Dans les années 1990, il a également écrit sur l'éthique et s'est intéressé à la philosophie juive. Il a étudié notamment les implications éthiques de ses théories philosophiques et a contribué à la discussion sur le rôle aujourd'hui de la religion dans la vie.

 Même après sa retraite officielle de Harvard en 2000, Putnam continue à écrire, donner des conférences et participer à des discussions académiques. . Ethics without Ontology paraît en 2004.  Dans cet ouvrage, Putnam soutient que les jugements éthiques peuvent être objectifs sans nécessiter une ontologie métaphysique robuste. Dans Jewish Philosophy as a Guide to Life (2008), le philosophe s'intéresse à la manière dont philosophie juive peut offrir des perspectives sur des questions philosophiques et éthiques contemporaines.
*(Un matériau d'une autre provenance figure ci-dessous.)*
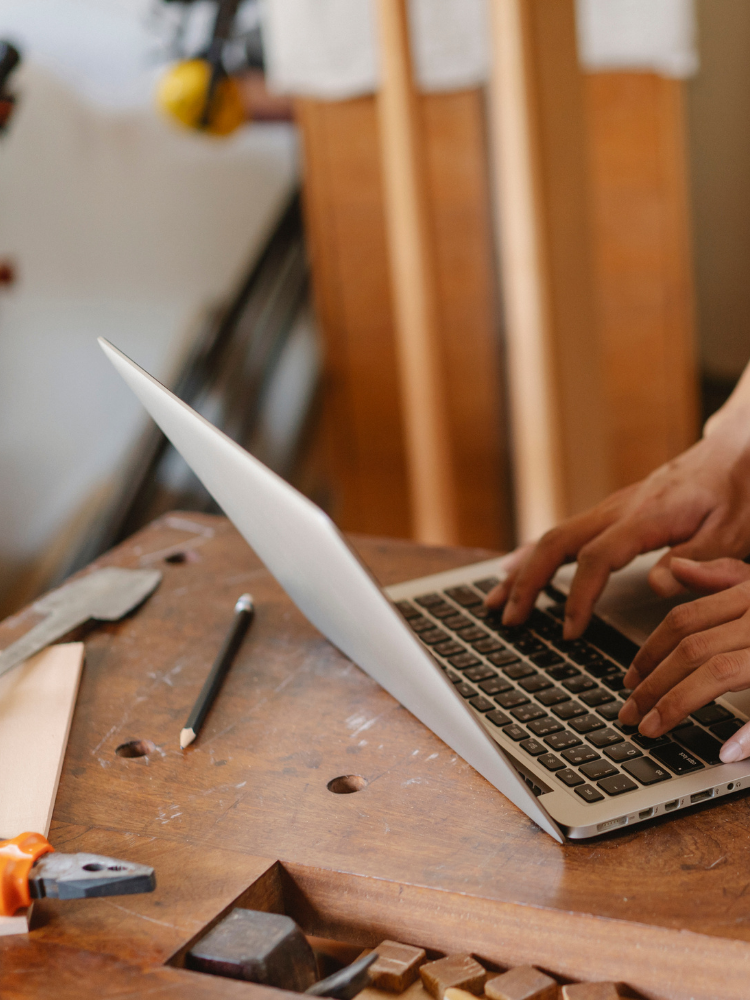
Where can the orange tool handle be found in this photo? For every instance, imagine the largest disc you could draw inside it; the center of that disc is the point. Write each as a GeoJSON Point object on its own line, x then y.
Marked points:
{"type": "Point", "coordinates": [17, 857]}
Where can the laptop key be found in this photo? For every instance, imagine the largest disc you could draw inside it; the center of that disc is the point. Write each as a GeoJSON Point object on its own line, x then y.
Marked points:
{"type": "Point", "coordinates": [597, 769]}
{"type": "Point", "coordinates": [676, 759]}
{"type": "Point", "coordinates": [617, 784]}
{"type": "Point", "coordinates": [579, 755]}
{"type": "Point", "coordinates": [699, 742]}
{"type": "Point", "coordinates": [604, 738]}
{"type": "Point", "coordinates": [562, 741]}
{"type": "Point", "coordinates": [570, 777]}
{"type": "Point", "coordinates": [481, 704]}
{"type": "Point", "coordinates": [588, 793]}
{"type": "Point", "coordinates": [511, 698]}
{"type": "Point", "coordinates": [586, 724]}
{"type": "Point", "coordinates": [526, 713]}
{"type": "Point", "coordinates": [710, 714]}
{"type": "Point", "coordinates": [545, 726]}
{"type": "Point", "coordinates": [619, 752]}
{"type": "Point", "coordinates": [551, 762]}
{"type": "Point", "coordinates": [496, 685]}
{"type": "Point", "coordinates": [497, 717]}
{"type": "Point", "coordinates": [646, 771]}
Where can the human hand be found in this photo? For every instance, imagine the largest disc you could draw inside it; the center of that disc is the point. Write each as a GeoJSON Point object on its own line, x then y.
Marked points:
{"type": "Point", "coordinates": [700, 651]}
{"type": "Point", "coordinates": [699, 504]}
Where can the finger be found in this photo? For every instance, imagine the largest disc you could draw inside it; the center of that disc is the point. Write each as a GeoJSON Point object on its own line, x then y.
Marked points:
{"type": "Point", "coordinates": [709, 577]}
{"type": "Point", "coordinates": [682, 621]}
{"type": "Point", "coordinates": [722, 673]}
{"type": "Point", "coordinates": [692, 652]}
{"type": "Point", "coordinates": [737, 747]}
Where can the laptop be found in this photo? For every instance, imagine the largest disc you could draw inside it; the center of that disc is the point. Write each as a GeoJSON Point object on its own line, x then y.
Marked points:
{"type": "Point", "coordinates": [532, 713]}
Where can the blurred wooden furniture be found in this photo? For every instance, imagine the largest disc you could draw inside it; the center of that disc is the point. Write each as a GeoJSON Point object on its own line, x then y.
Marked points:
{"type": "Point", "coordinates": [426, 852]}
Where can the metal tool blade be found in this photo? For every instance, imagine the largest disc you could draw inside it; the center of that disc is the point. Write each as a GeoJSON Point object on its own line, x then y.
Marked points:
{"type": "Point", "coordinates": [83, 876]}
{"type": "Point", "coordinates": [106, 594]}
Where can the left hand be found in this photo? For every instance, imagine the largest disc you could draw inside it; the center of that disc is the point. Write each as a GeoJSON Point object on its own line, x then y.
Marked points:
{"type": "Point", "coordinates": [700, 651]}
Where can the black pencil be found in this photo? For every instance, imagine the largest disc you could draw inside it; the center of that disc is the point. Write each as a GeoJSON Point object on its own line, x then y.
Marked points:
{"type": "Point", "coordinates": [243, 615]}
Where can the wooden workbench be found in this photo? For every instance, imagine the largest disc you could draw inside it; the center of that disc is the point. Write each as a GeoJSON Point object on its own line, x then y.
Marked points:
{"type": "Point", "coordinates": [427, 852]}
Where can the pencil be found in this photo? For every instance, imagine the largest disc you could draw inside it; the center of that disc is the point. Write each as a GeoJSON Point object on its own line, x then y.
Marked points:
{"type": "Point", "coordinates": [243, 615]}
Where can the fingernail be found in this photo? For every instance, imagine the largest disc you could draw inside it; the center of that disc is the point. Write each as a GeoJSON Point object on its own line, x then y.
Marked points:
{"type": "Point", "coordinates": [651, 724]}
{"type": "Point", "coordinates": [629, 713]}
{"type": "Point", "coordinates": [730, 751]}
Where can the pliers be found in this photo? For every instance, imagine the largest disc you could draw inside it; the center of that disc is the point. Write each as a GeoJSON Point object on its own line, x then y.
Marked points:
{"type": "Point", "coordinates": [31, 869]}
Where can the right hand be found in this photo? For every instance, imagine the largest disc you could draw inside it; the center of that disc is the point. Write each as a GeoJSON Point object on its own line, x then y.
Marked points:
{"type": "Point", "coordinates": [699, 504]}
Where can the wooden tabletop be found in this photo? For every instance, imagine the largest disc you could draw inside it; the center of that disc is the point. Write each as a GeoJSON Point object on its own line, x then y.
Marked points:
{"type": "Point", "coordinates": [427, 852]}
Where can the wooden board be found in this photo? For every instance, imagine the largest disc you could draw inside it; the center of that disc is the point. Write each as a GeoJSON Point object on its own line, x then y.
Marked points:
{"type": "Point", "coordinates": [37, 700]}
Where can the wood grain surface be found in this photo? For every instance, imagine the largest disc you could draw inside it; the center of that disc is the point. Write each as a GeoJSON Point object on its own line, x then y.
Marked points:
{"type": "Point", "coordinates": [427, 852]}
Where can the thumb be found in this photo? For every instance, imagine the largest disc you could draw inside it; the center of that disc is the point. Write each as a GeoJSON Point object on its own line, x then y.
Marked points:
{"type": "Point", "coordinates": [709, 577]}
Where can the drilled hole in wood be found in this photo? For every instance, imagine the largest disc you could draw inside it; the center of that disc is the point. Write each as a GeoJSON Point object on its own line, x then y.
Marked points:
{"type": "Point", "coordinates": [135, 748]}
{"type": "Point", "coordinates": [345, 784]}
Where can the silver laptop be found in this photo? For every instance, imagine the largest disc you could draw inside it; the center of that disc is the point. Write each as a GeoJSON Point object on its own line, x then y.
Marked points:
{"type": "Point", "coordinates": [535, 715]}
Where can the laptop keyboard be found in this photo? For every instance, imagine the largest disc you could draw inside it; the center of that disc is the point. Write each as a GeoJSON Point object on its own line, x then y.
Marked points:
{"type": "Point", "coordinates": [559, 700]}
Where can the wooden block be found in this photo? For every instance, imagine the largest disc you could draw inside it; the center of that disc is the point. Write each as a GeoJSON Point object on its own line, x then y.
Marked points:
{"type": "Point", "coordinates": [37, 699]}
{"type": "Point", "coordinates": [522, 983]}
{"type": "Point", "coordinates": [461, 971]}
{"type": "Point", "coordinates": [592, 991]}
{"type": "Point", "coordinates": [397, 966]}
{"type": "Point", "coordinates": [258, 947]}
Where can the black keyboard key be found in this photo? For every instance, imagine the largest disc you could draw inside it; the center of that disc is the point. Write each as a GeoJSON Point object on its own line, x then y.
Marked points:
{"type": "Point", "coordinates": [699, 742]}
{"type": "Point", "coordinates": [596, 698]}
{"type": "Point", "coordinates": [617, 784]}
{"type": "Point", "coordinates": [464, 596]}
{"type": "Point", "coordinates": [580, 755]}
{"type": "Point", "coordinates": [611, 711]}
{"type": "Point", "coordinates": [464, 660]}
{"type": "Point", "coordinates": [622, 751]}
{"type": "Point", "coordinates": [645, 742]}
{"type": "Point", "coordinates": [588, 793]}
{"type": "Point", "coordinates": [580, 683]}
{"type": "Point", "coordinates": [570, 777]}
{"type": "Point", "coordinates": [496, 685]}
{"type": "Point", "coordinates": [449, 648]}
{"type": "Point", "coordinates": [676, 759]}
{"type": "Point", "coordinates": [536, 683]}
{"type": "Point", "coordinates": [552, 697]}
{"type": "Point", "coordinates": [516, 670]}
{"type": "Point", "coordinates": [597, 769]}
{"type": "Point", "coordinates": [480, 673]}
{"type": "Point", "coordinates": [545, 726]}
{"type": "Point", "coordinates": [586, 724]}
{"type": "Point", "coordinates": [497, 717]}
{"type": "Point", "coordinates": [481, 704]}
{"type": "Point", "coordinates": [551, 762]}
{"type": "Point", "coordinates": [549, 658]}
{"type": "Point", "coordinates": [525, 713]}
{"type": "Point", "coordinates": [712, 713]}
{"type": "Point", "coordinates": [604, 738]}
{"type": "Point", "coordinates": [646, 771]}
{"type": "Point", "coordinates": [510, 699]}
{"type": "Point", "coordinates": [569, 710]}
{"type": "Point", "coordinates": [723, 730]}
{"type": "Point", "coordinates": [562, 741]}
{"type": "Point", "coordinates": [407, 610]}
{"type": "Point", "coordinates": [434, 636]}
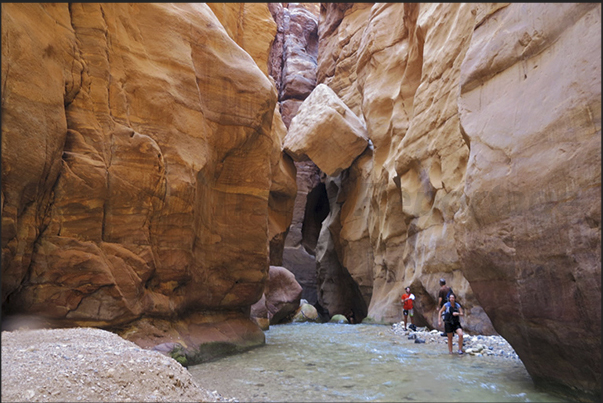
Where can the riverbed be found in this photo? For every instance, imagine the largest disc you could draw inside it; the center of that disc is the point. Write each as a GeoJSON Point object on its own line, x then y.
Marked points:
{"type": "Point", "coordinates": [311, 362]}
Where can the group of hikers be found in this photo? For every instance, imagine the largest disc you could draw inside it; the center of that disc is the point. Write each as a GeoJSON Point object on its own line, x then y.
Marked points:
{"type": "Point", "coordinates": [449, 312]}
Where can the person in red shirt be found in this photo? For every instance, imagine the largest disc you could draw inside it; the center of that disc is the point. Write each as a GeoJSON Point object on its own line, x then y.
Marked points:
{"type": "Point", "coordinates": [407, 307]}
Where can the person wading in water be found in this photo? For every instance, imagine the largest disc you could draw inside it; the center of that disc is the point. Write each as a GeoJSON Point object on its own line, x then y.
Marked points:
{"type": "Point", "coordinates": [452, 321]}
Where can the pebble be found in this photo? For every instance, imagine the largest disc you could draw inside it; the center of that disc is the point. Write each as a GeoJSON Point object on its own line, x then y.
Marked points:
{"type": "Point", "coordinates": [94, 365]}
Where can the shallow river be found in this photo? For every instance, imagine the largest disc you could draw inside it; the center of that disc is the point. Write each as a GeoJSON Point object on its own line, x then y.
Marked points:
{"type": "Point", "coordinates": [328, 362]}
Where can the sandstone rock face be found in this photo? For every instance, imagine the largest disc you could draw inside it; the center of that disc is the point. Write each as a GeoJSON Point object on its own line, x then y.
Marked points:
{"type": "Point", "coordinates": [283, 294]}
{"type": "Point", "coordinates": [325, 131]}
{"type": "Point", "coordinates": [251, 26]}
{"type": "Point", "coordinates": [292, 64]}
{"type": "Point", "coordinates": [138, 155]}
{"type": "Point", "coordinates": [398, 200]}
{"type": "Point", "coordinates": [292, 61]}
{"type": "Point", "coordinates": [310, 209]}
{"type": "Point", "coordinates": [484, 170]}
{"type": "Point", "coordinates": [529, 227]}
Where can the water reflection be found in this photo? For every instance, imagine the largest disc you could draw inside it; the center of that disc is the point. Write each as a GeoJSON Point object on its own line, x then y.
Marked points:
{"type": "Point", "coordinates": [352, 363]}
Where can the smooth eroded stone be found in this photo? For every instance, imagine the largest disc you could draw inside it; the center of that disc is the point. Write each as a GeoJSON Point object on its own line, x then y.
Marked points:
{"type": "Point", "coordinates": [326, 131]}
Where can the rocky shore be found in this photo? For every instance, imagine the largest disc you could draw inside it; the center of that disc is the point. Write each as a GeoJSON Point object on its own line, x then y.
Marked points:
{"type": "Point", "coordinates": [476, 345]}
{"type": "Point", "coordinates": [91, 365]}
{"type": "Point", "coordinates": [94, 365]}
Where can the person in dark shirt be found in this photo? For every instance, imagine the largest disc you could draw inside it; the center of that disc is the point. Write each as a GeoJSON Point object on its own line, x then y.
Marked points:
{"type": "Point", "coordinates": [452, 312]}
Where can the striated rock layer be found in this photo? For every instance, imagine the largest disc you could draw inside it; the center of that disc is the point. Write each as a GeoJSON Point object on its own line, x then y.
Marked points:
{"type": "Point", "coordinates": [529, 226]}
{"type": "Point", "coordinates": [140, 161]}
{"type": "Point", "coordinates": [484, 170]}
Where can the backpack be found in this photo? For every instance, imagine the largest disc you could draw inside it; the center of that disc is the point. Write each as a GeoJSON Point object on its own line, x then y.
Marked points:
{"type": "Point", "coordinates": [448, 312]}
{"type": "Point", "coordinates": [448, 294]}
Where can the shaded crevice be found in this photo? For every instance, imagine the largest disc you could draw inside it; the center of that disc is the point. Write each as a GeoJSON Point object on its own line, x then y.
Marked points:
{"type": "Point", "coordinates": [317, 209]}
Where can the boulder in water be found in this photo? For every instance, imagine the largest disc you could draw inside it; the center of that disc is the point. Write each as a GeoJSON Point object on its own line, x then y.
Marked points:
{"type": "Point", "coordinates": [306, 313]}
{"type": "Point", "coordinates": [339, 318]}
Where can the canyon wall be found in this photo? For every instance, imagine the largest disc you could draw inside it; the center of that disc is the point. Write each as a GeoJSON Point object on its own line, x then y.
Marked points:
{"type": "Point", "coordinates": [142, 172]}
{"type": "Point", "coordinates": [484, 168]}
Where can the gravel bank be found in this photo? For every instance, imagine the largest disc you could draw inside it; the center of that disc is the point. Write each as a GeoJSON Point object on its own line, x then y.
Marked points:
{"type": "Point", "coordinates": [480, 346]}
{"type": "Point", "coordinates": [94, 365]}
{"type": "Point", "coordinates": [91, 365]}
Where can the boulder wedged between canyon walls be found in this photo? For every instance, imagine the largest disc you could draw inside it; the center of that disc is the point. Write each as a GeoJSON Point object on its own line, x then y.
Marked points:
{"type": "Point", "coordinates": [152, 160]}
• Ethics Without Ontology (2004). - Dans ce livre, Putnam se penche sur les fondements de l'éthique et propose une vision de la moralité qui ne repose pas sur des prétentions ontologiques spécifiques, c'est-à-dire des théories sur la nature ultime de la réalité. Traditionnellement, certains philosophes ont essayé de baser les normes éthiques sur des aspects particuliers de la réalité ou des théories métaphysiques, comme le réalisme moral ou les théories déontologiques qui se fondent sur des principes universels. Putnam rejette cette approche en arguant que les prétentions ontologiques en éthique ne sont pas nécessaires pour une compréhension et une pratique efficaces de la moralité. Il adopte une approche pragmatiste, qui considère que les normes éthiques doivent être comprises dans le contexte de nos pratiques et de nos expériences concrètes plutôt que comme des vérités universelles ou des constructions ontologiques. Il défend une vision contextuelle où les principes moraux sont issus de nos interactions sociales, de nos pratiques culturelles et de notre engagement envers des valeurs spécifiques, plutôt que de théories ontologiques abstraites. Putnam affirme que les valeurs morales sont mieux comprises comme étant le produit de l'interaction humaine et des processus sociaux, plutôt que comme des vérités universelles dictées par une réalité ontologique spécifique. Selon lui, l'éthique devrait être vue comme une pratique sociale qui émerge et évolue à partir des interactions humaines et des contextes historiques particuliers. Les normes éthiques sont donc des constructions pratiques et fonctionnelles qui sont intégrées dans nos vies sociales et culturelles, plutôt que des vérités abstraites indépendantes de ces contextes. Cela conduit Putnam à un pluralisme moral qui accepte que différentes cultures et traditions peuvent avoir des valeurs et des normes éthiques différentes, et que cette diversité doit être respectée et comprise dans son propre contexte. Cette approche contraste avec les visions éthiques qui cherchent des fondements universels ou des principes moraux uniques applicables à toutes les situations.